The plaintiffs insisted before the justice that the notice should have been that the cause of action did not accrue within six years; and that non assumpsit within six years was insufficient. When this objection was made defendant asked leave to amend, but it was denied. Thereupon the case was submitted; there being no evidence of the payments which were indorsed on the note, though a witness testified that no others had been made.
If the notice of defense was technically insufficient, defendant should have been suffered to amend. He gave a notice, the purpose of which no one could have misunder*142stood, and the objection to it was purely technical. Pleadings in justices’ courts must not be subjected to such strict rules ; it is mischievous to permit it, and defeats the purpose for which these courts are created: Wilcox v. Toledo, etc. R. R. Co. 43 Mich. 584. But we are inclined to hold the present notice sufficient. Defendant thereby apprised the plaintiffs that he relied upon the statute of limitations; and had he said that in the fewest possible words it would have been sufficient. Instead of doing so he undertook to put his notice in legal form, and failed to make it express the exact legal idea. But it nevertheless notified the plaintiffs of the defense relied upon, as completely as if it had been correct by the test of strict rules. This is all that should be required in justices’ courts.

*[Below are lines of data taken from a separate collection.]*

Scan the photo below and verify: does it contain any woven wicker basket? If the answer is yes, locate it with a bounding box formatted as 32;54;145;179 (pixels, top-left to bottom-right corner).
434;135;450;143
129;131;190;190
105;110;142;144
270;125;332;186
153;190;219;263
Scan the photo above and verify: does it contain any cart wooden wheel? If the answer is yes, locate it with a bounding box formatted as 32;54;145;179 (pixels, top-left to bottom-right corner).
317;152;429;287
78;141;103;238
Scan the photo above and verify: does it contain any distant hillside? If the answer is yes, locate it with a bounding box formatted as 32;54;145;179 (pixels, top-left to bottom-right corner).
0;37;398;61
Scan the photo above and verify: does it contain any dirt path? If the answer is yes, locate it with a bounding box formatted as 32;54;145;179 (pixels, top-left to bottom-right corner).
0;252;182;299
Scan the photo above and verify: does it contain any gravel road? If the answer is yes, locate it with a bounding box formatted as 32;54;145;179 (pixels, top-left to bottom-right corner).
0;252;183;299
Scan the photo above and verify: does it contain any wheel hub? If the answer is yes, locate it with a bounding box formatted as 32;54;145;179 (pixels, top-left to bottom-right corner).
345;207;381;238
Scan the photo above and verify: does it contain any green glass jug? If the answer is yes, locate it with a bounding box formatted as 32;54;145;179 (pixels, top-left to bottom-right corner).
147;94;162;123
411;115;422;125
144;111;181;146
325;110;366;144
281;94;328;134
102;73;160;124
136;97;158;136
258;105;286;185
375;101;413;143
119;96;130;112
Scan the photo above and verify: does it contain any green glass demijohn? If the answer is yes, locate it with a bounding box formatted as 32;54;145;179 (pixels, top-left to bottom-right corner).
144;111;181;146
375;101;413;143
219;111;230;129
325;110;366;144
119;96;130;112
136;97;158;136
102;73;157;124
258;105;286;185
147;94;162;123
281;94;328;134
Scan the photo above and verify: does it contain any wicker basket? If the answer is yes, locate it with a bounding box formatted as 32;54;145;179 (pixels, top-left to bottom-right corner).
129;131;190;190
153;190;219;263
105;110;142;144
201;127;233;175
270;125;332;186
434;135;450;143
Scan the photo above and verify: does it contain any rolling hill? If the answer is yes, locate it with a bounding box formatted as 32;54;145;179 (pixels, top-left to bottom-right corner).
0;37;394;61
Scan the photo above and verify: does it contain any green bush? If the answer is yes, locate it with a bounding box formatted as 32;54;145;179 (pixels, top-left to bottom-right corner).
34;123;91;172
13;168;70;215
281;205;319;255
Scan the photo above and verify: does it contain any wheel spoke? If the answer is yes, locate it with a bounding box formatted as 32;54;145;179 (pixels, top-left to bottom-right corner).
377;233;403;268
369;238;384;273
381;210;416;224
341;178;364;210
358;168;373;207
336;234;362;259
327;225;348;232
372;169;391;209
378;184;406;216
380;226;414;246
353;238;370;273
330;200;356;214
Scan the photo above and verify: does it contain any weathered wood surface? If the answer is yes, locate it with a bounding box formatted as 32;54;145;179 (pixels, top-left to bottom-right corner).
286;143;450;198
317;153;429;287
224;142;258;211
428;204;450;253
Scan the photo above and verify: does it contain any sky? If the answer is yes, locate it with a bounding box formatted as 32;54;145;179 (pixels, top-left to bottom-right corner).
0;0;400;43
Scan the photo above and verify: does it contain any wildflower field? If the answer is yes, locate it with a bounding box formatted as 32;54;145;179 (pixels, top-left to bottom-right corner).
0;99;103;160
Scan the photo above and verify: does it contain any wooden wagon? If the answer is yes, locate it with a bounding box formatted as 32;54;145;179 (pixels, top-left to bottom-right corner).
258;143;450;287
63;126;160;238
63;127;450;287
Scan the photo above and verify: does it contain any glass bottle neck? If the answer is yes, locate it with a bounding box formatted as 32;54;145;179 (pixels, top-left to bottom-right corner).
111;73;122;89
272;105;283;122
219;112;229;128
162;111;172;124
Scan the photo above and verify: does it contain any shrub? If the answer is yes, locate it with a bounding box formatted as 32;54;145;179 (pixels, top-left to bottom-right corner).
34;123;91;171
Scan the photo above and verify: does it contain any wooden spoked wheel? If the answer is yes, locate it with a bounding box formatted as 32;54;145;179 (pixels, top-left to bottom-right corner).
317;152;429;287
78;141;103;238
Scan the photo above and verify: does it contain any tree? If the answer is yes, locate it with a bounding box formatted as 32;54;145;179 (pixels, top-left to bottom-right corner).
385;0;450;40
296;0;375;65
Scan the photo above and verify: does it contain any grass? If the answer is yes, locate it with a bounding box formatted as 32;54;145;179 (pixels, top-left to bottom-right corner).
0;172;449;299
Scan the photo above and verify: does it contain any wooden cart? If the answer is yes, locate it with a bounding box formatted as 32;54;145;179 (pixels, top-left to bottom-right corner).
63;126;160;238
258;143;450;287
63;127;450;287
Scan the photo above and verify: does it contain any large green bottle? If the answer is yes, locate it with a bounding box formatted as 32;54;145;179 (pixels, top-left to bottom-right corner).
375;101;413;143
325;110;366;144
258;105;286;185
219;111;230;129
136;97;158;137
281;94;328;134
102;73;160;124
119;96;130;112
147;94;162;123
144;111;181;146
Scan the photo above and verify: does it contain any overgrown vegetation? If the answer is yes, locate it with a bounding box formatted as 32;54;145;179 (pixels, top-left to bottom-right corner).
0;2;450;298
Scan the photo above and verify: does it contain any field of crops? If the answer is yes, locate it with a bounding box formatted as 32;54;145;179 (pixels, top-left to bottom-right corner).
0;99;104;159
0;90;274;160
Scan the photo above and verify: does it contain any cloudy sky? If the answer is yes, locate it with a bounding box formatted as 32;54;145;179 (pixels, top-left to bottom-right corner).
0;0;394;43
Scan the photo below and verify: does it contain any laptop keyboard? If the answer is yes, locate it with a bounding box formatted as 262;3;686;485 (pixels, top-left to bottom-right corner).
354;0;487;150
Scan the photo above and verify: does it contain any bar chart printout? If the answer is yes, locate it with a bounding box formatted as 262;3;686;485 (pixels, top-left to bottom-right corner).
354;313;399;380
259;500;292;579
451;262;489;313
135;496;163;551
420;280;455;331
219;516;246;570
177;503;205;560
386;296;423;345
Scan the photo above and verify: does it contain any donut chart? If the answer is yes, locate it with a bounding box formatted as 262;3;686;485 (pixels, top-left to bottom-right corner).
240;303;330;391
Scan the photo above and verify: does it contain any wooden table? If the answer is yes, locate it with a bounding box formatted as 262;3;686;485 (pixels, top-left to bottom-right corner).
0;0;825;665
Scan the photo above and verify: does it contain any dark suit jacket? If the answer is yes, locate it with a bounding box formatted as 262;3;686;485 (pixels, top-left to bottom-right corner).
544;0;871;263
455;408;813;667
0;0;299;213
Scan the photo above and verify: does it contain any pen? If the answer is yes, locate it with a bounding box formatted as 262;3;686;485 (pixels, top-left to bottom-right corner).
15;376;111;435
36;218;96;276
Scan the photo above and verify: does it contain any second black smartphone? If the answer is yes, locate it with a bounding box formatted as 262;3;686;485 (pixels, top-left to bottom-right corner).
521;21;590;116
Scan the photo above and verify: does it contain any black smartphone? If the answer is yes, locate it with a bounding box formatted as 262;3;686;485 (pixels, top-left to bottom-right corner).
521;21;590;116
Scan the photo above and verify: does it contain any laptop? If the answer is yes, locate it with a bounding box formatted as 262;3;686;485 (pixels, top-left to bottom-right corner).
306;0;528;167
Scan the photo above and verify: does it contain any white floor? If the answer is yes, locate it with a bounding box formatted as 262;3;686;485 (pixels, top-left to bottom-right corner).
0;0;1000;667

It is claimed in the brief for defendants in error that the evidence that no other payments were made on the note was sufficient to justify the justice in finding that the two which were indorsed were made. But there is no ground for such a claim. There was an entire absence of evidence respecting them; and even if it were admitted they were made, the time of payment needed to be shown, to give them any importance.
The judgment must be reversed, with costs of all the courts.
The other Justices concurred..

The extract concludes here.